Comment la difficulté est vraiment mesurée
Pourquoi le nombre de chiffres donnés ne classe pas un sudoku, ce qui le classe, et comment se mesurent à la place un labyrinthe et une grille de mots mêlés.
La difficulté imprimée sur une feuille est une promesse, et c'est la seule chose qu'un enseignant ne peut pas vérifier avant de la distribuer. Une grille étiquetée difficile qui s'écroule en deux minutes est pire qu'une grille sans étiquette, parce que c'est l'étiquette qui te l'a fait choisir. À peu près tous les générateurs annoncent un niveau ; la question qui vaut la peine d'être posée à chacun d'eux, c'est ce qui a été mesuré pour y arriver.
Pour un sudoku, la réponse n'est pas le nombre de chiffres donnés, même si c'est ce que compte presque tout le monde. Il existe des grilles à 24 chiffres qui tombent à la technique la plus simple du livre, et des grilles à 30 chiffres qui ne bougent pas d'un pouce tant que tu n'as pas trouvé un X-Wing. Ce qui décide de l'effort, c'est le genre de raisonnement que la grille t'impose, pas le nombre de cases qui arrivent déjà remplies.
L'échelle est donc faite de techniques, rangées par ce qu'elles coûtent au joueur. Le naked single et le hidden single sont faciles ; la paire nue, la paire cachée, la paire pointante et la réduction ligne-bloc sont moyennes ; le X-Wing et le XY-Wing sont difficiles ; le swordfish est diabolique, c'est le barreau que d'autres appellent expert. Un solveur logique les applique de la moins chère à la plus chère, et la note de la grille est la plus dure de celles qu'il a vraiment fallu employer pour finir.
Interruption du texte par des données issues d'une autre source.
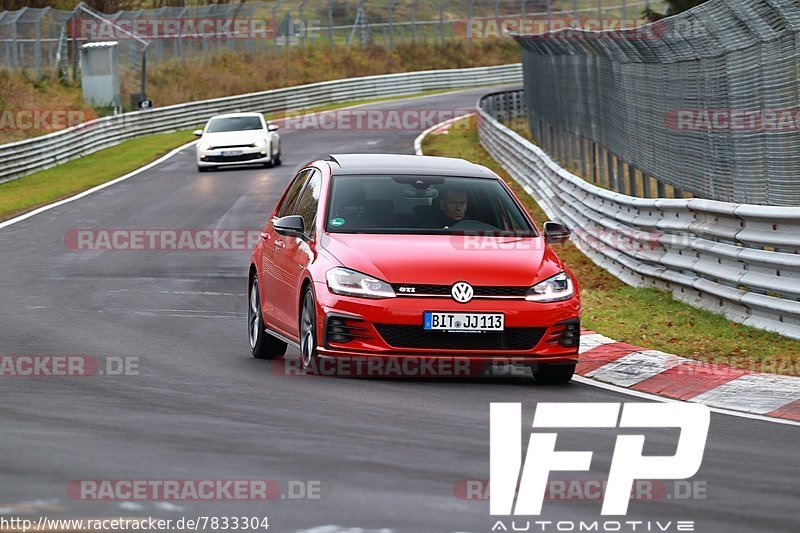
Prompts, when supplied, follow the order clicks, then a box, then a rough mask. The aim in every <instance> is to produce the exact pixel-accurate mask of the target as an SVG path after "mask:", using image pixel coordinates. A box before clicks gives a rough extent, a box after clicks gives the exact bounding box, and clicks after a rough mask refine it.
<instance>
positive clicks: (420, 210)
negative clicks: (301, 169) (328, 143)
mask: <svg viewBox="0 0 800 533" xmlns="http://www.w3.org/2000/svg"><path fill="white" fill-rule="evenodd" d="M326 228H327V231H330V232H334V233H434V234H437V233H442V234H453V233H473V232H474V233H480V234H483V235H506V234H508V233H510V232H511V233H514V234H521V235H524V236H532V237H535V236H537V234H536V232H535V229H534V228H533V226H532V225H531V224H530V222H529V221H528V219H527V217H526V216H525V215H524V214H523V212H522V209H521V208H520V207H519V206H518V205H517V203H516V202H515V201H514V199H513V197H512V196H511V194H509V192H508V190H507V189H506V188H505V187H504V186H503V184H502V183H501V182H500V181H499V180H497V179H482V178H478V179H476V178H459V177H444V176H411V175H397V176H392V175H380V176H347V175H345V176H334V178H333V185H332V190H331V196H330V201H329V203H328V213H327V218H326Z"/></svg>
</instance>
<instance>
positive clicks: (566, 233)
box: [544, 222, 572, 244]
Deux règles gardent ça honnête. Le solveur remonte en haut de l'échelle après chaque déduction réussie, parce qu'un X-Wing débloque presque toujours une cascade de singles, et qu'un solveur qui continue à descendre la liste emploie des techniques chères dont il n'avait pas besoin, puis appelle difficile une grille moyenne. Et la note est la technique la plus dure employée, pas la dernière employée : une grille qui demande un seul X-Wing et qui est une promenade pour tout le reste est vraiment difficile, parce qu'un joueur qui ne connaît pas le X-Wing s'arrête là, et que la longueur de la partie facile n'aide en rien.
Il y a dans ce domaine un nombre dur qui vaut la peine d'être retenu. Le plus petit nombre de chiffres qu'un sudoku peut avoir en gardant exactement une solution est 17. Les grilles à 16 n'existent pas : McGuire, Tugemann et Civario l'ont prouvé de façon exhaustive en 2012, avec à peu près 7 millions d'heures de calcul, pour montrer qu'aucune grille à 16 chiffres n'a de réponse unique. Tout ce qui annonce un sudoku à 16 chiffres avec une solution unique compte mal ou a plusieurs réponses.
Le nombre de chiffres donnés compte quand même, pour une raison de présentation et non de classement. Une grille facile à 24 chiffres existe et tombe bien aux singles, mais elle fait peur, et celui qui l'a imprimée pour un grand-parent la jette avant d'avoir essayé. Alors les grilles faciles sont creusées jusqu'à 36 à 45 chiffres et les diaboliques jusqu'à 22 à 26, et cette cible est appliquée après le classement, jamais à sa place.
Un labyrinthe se mesure sur sa solution, pas sur sa taille. Un labyrinthe 25x25 peut sortir avec un parcours presque droit, et alors une grande grille promet du diabolique et joue du facile. Ce qu'on mesure, c'est la part des cases posées sur le chemin de la solution, de 25 % au niveau facile à 55 % au niveau diabolique, et la part de ces cases de chemin qui sont des embranchements où l'on peut tourner du mauvais côté, de 2 % au facile à 8 % au diabolique. Les deux sont des fractions de la grille, donc les seuils veulent dire la même chose en 10x10 et en 28x28.
Des mots mêlés se mesurent aux directions autorisées et à la densité. Deux directions, en travers et vers le bas, c'est de la lecture. Ajouter les deux diagonales vers l'avant ralentit la recherche sans changer ce qu'on fait, puisqu'une diagonale court encore de gauche à droite et que l'œil voit d'un coup si ça sonne comme un mot. Ajouter la droite vers la gauche et le bas vers le haut change la tâche, parce que le mot ne peut plus être lu du tout, seulement reconnu à l'envers, et c'est là le vrai pas entre un passe-temps et un jeu. Le second levier, c'est à quel point la grille serre les mots : 30 cases sur 100 portent une lettre de mot au facile et 58 au diabolique, et les plaques vides que laisse une grille lâche sont exactement ce que l'œil écarte en premier.